One of our favorite questions for therapists is what are you reading, right now? We asked a few therapists and mental health trailblazers about a book they’ve encountered, recently, that inspired them.

(Clockwise from left: Dr. Joy Harden Bradford, Jor-El Caraballo, Verena Wieloch, Mike Shook, and Dr. Sonal Shah Taylor.)

Dr. Joy Harden Bradford
Psychologist and Founder, Therapy for Black Girls
Atlanta, Georgia

One of my favorite books and one that I’ve found impactful for many clients is Surviving Mama by Dr. Pamela Thompson. The book details the sometimes tenuous relationships that can exist between mothers and daughters, gives reasons for why these relationships can be difficult. Dr. Thompson highlights cultural factors that can make navigating these relationships particularly difficult for African American daughters, and gives very concrete tips for how daughters can manage their expectations about their relationships with their mothers. It is a quick read, plainly stated, and incredibly insightful.

 

Jor-El Caraballo
Therapist and Co-Founder, Viva Wellness
New York, New York

I’m currently reading Sigmund Freud: A Short Biography by Giovanni Costigan. It’s a bit on the nose, but it’s a book that I’ve had in my possession for quite some time that I just never got to. As a student of psychology and working therapist, Freud’s work is a part of my foundation as a mental health professional. I realized that a lot of my thoughts about him have been centered on the thoughts and feelings of professors and teachers over the years regarding his theories. I recently realized that I never took the time to read more pointedly into his life and this book is given me even greater insight into a complicated man who is known as the father of modern psychology.

 

Mike Shook
Counselor, Creator of The Thoughtful Counselor podcast
Beijing, China

I was recently given a copy of Jesmyn Ward’s award winning Sing, Unburied, Sing. This was my first venture into Ward’s writing and certainly will not be the last. Sing, Unburied, Sing is equally powerful and painful. Set in small-town Mississippi, Ward seamlessly weaves together themes of race, spirituality, love, and grief. Every page challenged me to pause and reflect seriously on the complex nature of the lives we live and the people we work with in counseling. Ward’s ability to craft words into paragraphs into a beautiful and haunting story remind me of the weight and power of our words in each counseling session.
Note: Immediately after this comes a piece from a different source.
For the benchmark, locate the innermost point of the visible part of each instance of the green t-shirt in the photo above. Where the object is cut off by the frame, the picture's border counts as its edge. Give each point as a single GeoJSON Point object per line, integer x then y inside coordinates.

Over the past two years I have fallen in love with narrative therapy. The creativity, playfulness, and strong sense of justice embedded in narrative practice bring together many different interests and ideas that I’ve come to value. Yet as a person of committed faith and spirituality, there is very little considering the intersections of narrative practice and Christian faith. I was ecstatic to come across Stories of Therapy, Stories of Faith edited by Lex McMillan, Sarah Penwarden, and Siobhan Hunt, a thoughtful and thorough engagement between the best of narrative therapy and relational theology. Theoretically rich and practically down to earth, Stories of Therapy, Stories of Faith has infused both my practice and my faith, helping me relate better to the people I work with in counseling and enrich my personal understanding of what to means to hospitably relate to my neighbor.

 

Verena Wieloch
Psychotherapist in private practice
Asheville, NC
View Verena’s Open Path profile

A Story Waiting To Pierce You shook up my world in a beautiful way. Peter Kingsley is a classics scholar who makes the case that all these ancient Greek and pre-Socratic thinkers were not rational materialists but poets and mystics, and that western culture actually grew from the seeds of their spiritual and cultural practices. Apparently Pythagoras got all his mathematical theorems by lying in complete stillness and darkness and writing poems. Kingsley conveys this idea through this remarkable (and shockingly well-researched and documented) tale that connects Mongolia to ancient Greece and Tibetan Buddhism with the simultaneous decay and birth of those cultures. The book helped me take comfort in the vast cycles of cultural shifting as the west tears itself apart like some kind of….cannibalism-inspired Frankenstein monster. I guess you could say that in a world starved for a truly nourishing culture that helps us feel both creative and intimately connected, that book reminded me that the cycle of chaos and decay on a cultural level creates the space for astonishing new seeds to be planted. It was hopeful without being cheap about it.

 

Dr. Sonal Shah Taylor
Board of Directors, Open Path Psychotherapy Collective
Asheville, NC

I am in the midst of reading three books. But the one I like most is The 40 Rules of Love: A Novel of Rumi by Elif Shafak. It is about Shams of Tabrizi, Rumi’s companion and mentor. The work is fictional but contains Shams’s forty rules of universal connection throughout the work.